North County Times: Shell accused of shorting gas supply
By: EDMOND JACOBY - Staff Writer
Posted 28 June 04
As North County's ---- indeed, California's ---- motoring public adapts to unrelenting high retail gasoline prices that some pundits say will move past the $2.50-per-gallon mark before summer's end, one refiner has come under fire for allegedly setting refinery maintenance schedules that limit gasoline output during periods of peak demand.
The Foundation for Taxpayer & Consumer Rights of Santa Monica on Monday charged that Shell Oil Co. set maintenance schedules for California refineries during the last few weeks before the Labor Day weekend, when gasoline consumption surges.
The foundation, a consumer activist group, additionally said it possessed documents proving that the company's plan, announced in November, to close its Bakersfield refinery because it was unprofitable was duplicitous. The Bakersfield refinery was actually Shell's most profitable, the foundation said, citing a Shell Powerpoint slide show that apparently was for internal company use only.
The company immediately denied the charges.
The foundation said it acquired internal Shell documents demonstrating that the company acted in a way that was designed to reduce gasoline supplies at a critical time.
"Shell is decreasing utilization during the summer months by setting its schedule for planned maintenance at both Bakersfield and Martinez refineries during maximum utilization periods when California is almost certain to be short on fuel," foundation President Jamie Court said.
The documents, he said, "provide incontrovertible evidence the company has once again misled California."
One document supplied to the North County Times by the foundation appears to show that planned utilization at Bakersfield falls from 95.4 percent in June to 91.6 percent in July and to 87.9 percent in August. Similarly, the document appears to indicate that utilization at Martinez is scheduled to drop from 96.3 percent in June to 86 percent in July, then rise to 91.6 percent in August.
Maintenance originally planned to take place in mid-July was moved to August, and some refinery components were scheduled for July turnaround maintenance lasting as long as 25 days.
The Martinez refinery is currently undergoing emergency maintenance that could take up to two additional weeks to complete. It is unclear what the impact of the unplanned maintenance is on gasoline production.
Meanwhile, the Assembly Natural Resources Committee is set to hold a hearing Monday on a resolution proposed by San Diego Democrat Christine Kehoe calling on Shell to keep the Bakersfield facility in operation. The company said Nov. 13 that it would close it Oct. 1.
When pushed, the company said months ago that it had no objection in principal to selling the Bakersfield refinery, but some two-dozen suitors have come and gone without results, an Assembly source said Thursday.

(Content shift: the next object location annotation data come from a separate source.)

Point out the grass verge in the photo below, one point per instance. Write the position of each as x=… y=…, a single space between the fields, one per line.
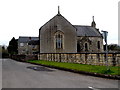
x=114 y=70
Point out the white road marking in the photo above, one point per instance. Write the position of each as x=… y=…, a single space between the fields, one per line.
x=93 y=88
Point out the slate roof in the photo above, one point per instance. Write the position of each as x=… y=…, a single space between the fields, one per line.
x=87 y=31
x=25 y=39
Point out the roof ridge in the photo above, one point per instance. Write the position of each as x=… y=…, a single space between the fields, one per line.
x=83 y=25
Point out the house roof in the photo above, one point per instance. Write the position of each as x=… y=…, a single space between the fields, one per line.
x=26 y=39
x=87 y=31
x=34 y=42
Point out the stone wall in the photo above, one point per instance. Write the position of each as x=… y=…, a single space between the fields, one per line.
x=82 y=58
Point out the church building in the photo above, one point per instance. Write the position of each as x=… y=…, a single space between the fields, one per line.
x=58 y=35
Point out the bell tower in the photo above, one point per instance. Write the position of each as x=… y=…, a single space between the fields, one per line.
x=93 y=24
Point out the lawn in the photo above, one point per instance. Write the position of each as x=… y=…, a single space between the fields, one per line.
x=114 y=70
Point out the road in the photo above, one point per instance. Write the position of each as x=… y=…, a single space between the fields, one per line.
x=23 y=75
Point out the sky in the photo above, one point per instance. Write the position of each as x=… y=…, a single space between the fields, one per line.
x=25 y=17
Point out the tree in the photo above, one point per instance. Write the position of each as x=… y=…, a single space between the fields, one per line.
x=13 y=46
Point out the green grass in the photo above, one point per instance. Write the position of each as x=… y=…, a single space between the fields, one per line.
x=80 y=67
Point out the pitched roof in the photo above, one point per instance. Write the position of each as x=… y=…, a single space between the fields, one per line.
x=87 y=31
x=26 y=39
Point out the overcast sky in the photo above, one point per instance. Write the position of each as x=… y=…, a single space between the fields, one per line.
x=25 y=17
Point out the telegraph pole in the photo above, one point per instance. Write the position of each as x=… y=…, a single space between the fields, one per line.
x=105 y=34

A report published by the Oil Price Information Service also said five would-be buyers have signed confidentiality agreements with Shell, which could indicate that negotiations are in progress.
Shell said in November that the closure was because the reduced output of San Joaquin Valley heavy crude oil made the refinery "no longer economically viable."
Although the company said it couldn't turn a profit operating the refinery to crack the locally produced crude oil, it did say that it had plans to build a pipeline from the Bakersfield oil field to its refinery in Martinez, so it clearly was not giving up on the oil field altogether.
But the slide show obtained by the foundation and provided to the North County Times appears to brag about the Bakersfield refinery's performance, which has been consistently higher than the official business plan projection for 2004. In fact, while the company's plan for the refinery projects a significant loss, the refinery has turned a tidy profit, the slide show reveals, with the difference between projection and performance higher than any other facility in Shell's stable.
The documents purport to show that the Bakersfield refinery unexpectedly made more profit in May than it had during the entire preceding year.
A company statement said that it "plans to operate both the Bakersfield and Martinez refineries at normal summertime operations through the full summer driving season that closes around Labor Day," and that the documents and slide show are preliminary planning papers that have since been revised.
While it may seem nonsensical for a company to cut production just as demand for its product peaks, in the case of a commodity such as gasoline, economic studies have shown, the price increases spurred by a tight supply more than offsets the revenue lost from reduced refinery output.
The foundation also supplied the documents to California Attorney General Bill Lockyer and to the Federal Trade Commission. The documents are likely to be introduced at Monday's Assembly committee hearing.
Shell is expected to face questions at the hearing about the documents.